Я снял с себя всю одежду и обмотался полотенцем. Витя сделал то же самое, после чего из другого ящика он достал две пары тапочек и одну пару кинул мне.
– Думаю, тебе это нужно, – сказал Виктор, выводя меня на задний двор.
Мы подошли к небольшой пристройке, из открытого маленького окошка клочьями валил пар. В предбаннике сидело двое мужчин и громко разговаривали. Увидев нас, они в один голос произнесли:
– О-о-о! Виктор Саныч, а ты чё это посреди недели?

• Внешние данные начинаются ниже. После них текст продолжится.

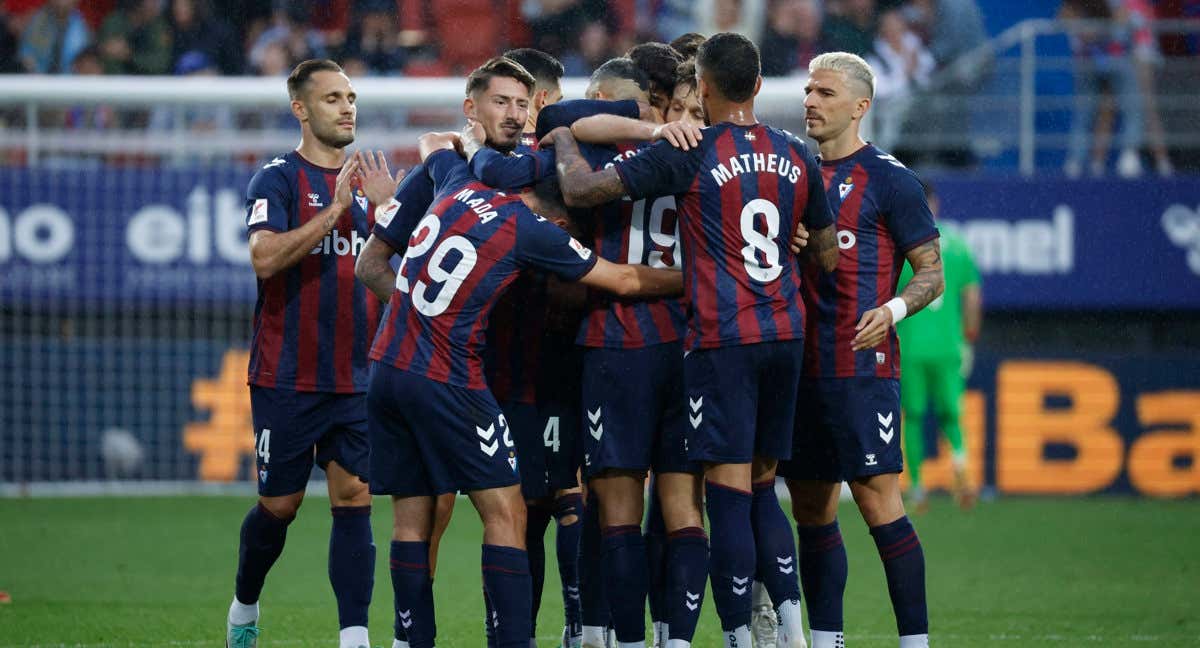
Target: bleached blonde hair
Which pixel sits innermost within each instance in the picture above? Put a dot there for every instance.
(852, 65)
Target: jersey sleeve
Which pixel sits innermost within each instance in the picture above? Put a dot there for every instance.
(268, 201)
(909, 219)
(396, 220)
(565, 113)
(659, 171)
(817, 214)
(445, 168)
(546, 246)
(511, 172)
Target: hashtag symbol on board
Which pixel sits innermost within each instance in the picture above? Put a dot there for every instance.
(226, 437)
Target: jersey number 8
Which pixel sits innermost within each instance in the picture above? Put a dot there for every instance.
(767, 269)
(451, 279)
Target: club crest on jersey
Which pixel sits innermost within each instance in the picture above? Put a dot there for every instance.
(385, 213)
(845, 187)
(583, 252)
(258, 213)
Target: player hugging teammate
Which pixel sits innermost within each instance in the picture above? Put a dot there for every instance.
(730, 323)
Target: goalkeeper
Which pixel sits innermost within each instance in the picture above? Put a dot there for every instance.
(935, 361)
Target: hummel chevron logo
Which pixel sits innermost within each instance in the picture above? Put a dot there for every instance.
(886, 421)
(739, 585)
(486, 435)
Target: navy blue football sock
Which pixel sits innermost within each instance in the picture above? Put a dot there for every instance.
(413, 589)
(823, 571)
(657, 559)
(507, 581)
(593, 600)
(567, 544)
(774, 546)
(904, 562)
(537, 522)
(489, 621)
(732, 556)
(352, 563)
(261, 545)
(687, 573)
(624, 567)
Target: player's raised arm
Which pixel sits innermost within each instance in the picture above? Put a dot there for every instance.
(271, 252)
(634, 281)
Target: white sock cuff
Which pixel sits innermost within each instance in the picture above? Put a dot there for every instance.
(353, 637)
(241, 613)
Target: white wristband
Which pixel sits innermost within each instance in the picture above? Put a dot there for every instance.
(898, 307)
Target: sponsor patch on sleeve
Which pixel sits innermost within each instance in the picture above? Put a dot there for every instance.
(387, 211)
(583, 252)
(258, 213)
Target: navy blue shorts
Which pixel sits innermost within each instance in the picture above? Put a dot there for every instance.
(634, 411)
(742, 401)
(295, 429)
(845, 429)
(547, 438)
(430, 438)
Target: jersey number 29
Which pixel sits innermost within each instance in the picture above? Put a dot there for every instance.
(451, 279)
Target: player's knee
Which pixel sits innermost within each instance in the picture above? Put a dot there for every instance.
(283, 507)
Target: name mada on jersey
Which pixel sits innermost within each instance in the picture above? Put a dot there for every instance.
(755, 163)
(485, 210)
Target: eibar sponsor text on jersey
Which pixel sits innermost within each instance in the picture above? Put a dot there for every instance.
(742, 163)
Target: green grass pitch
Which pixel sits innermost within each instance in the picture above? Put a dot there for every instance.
(159, 571)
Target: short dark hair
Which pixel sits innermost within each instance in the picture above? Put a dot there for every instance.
(303, 72)
(545, 69)
(685, 75)
(688, 45)
(658, 61)
(501, 66)
(621, 69)
(731, 61)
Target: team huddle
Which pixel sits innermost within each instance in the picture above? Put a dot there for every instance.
(642, 283)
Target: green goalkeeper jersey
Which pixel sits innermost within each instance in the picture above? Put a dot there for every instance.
(936, 331)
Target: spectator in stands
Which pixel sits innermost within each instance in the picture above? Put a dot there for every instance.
(54, 36)
(901, 65)
(793, 37)
(595, 48)
(196, 29)
(1102, 67)
(136, 39)
(10, 41)
(372, 37)
(744, 17)
(851, 28)
(1147, 59)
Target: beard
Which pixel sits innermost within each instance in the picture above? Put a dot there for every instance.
(331, 137)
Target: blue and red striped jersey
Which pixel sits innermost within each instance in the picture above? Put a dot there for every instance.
(313, 322)
(462, 256)
(882, 214)
(739, 196)
(642, 232)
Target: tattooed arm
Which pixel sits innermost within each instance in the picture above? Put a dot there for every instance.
(581, 185)
(924, 287)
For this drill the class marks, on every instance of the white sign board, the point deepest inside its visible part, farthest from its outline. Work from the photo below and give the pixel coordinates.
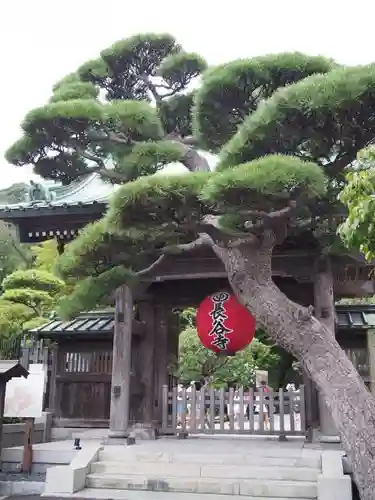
(24, 396)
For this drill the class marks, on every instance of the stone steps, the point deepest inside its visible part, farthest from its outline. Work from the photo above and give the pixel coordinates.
(105, 494)
(196, 470)
(262, 488)
(270, 458)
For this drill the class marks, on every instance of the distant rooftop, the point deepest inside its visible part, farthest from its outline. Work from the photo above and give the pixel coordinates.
(88, 190)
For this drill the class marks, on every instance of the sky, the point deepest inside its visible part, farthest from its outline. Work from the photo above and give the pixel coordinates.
(42, 41)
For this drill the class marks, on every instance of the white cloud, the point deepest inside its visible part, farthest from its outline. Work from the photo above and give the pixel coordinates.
(41, 43)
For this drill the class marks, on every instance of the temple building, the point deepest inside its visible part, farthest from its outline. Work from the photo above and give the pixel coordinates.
(108, 368)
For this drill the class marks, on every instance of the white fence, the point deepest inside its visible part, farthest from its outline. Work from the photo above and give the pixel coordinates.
(211, 411)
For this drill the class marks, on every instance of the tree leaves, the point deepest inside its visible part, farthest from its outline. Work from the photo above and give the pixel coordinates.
(265, 184)
(323, 118)
(196, 363)
(358, 230)
(35, 279)
(231, 92)
(159, 201)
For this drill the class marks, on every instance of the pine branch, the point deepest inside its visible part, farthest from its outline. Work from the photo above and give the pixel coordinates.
(204, 240)
(152, 266)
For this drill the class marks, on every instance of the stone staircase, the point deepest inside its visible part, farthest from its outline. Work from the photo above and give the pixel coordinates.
(273, 473)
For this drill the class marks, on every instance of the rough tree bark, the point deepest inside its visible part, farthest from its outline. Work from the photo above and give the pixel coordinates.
(295, 329)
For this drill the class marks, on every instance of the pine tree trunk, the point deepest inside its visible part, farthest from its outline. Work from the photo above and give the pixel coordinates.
(295, 329)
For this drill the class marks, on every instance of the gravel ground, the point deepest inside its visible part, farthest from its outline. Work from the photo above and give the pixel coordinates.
(22, 476)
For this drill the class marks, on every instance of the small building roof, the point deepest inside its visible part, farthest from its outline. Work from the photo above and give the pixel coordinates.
(88, 324)
(99, 323)
(90, 190)
(10, 369)
(91, 323)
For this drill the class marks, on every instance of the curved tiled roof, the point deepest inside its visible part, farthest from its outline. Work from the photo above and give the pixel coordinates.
(89, 190)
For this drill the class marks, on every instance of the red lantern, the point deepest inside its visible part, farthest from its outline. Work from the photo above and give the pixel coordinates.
(224, 325)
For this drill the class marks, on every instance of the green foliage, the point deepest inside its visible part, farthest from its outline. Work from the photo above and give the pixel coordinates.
(176, 114)
(232, 91)
(12, 318)
(147, 158)
(76, 90)
(37, 300)
(136, 120)
(45, 255)
(27, 295)
(280, 123)
(156, 201)
(197, 363)
(13, 255)
(180, 68)
(33, 279)
(358, 230)
(265, 184)
(13, 194)
(323, 118)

– Тяжёлый денёк, – произнёс Виктор, после чего представил меня.
Каждый из них, пожимая мне руку, приподнялся со скамьи и чутка пошатнулся. На теле у обоих было полным-полно татуировок. «Отлично, – подумал я, – Мой круг общения с одного зэка увеличился до трёх, социализируюсь, как не крути».
– Петрович в парилке? – спросил мой коллега, и в эту же секунду дверь парилки распахнулась.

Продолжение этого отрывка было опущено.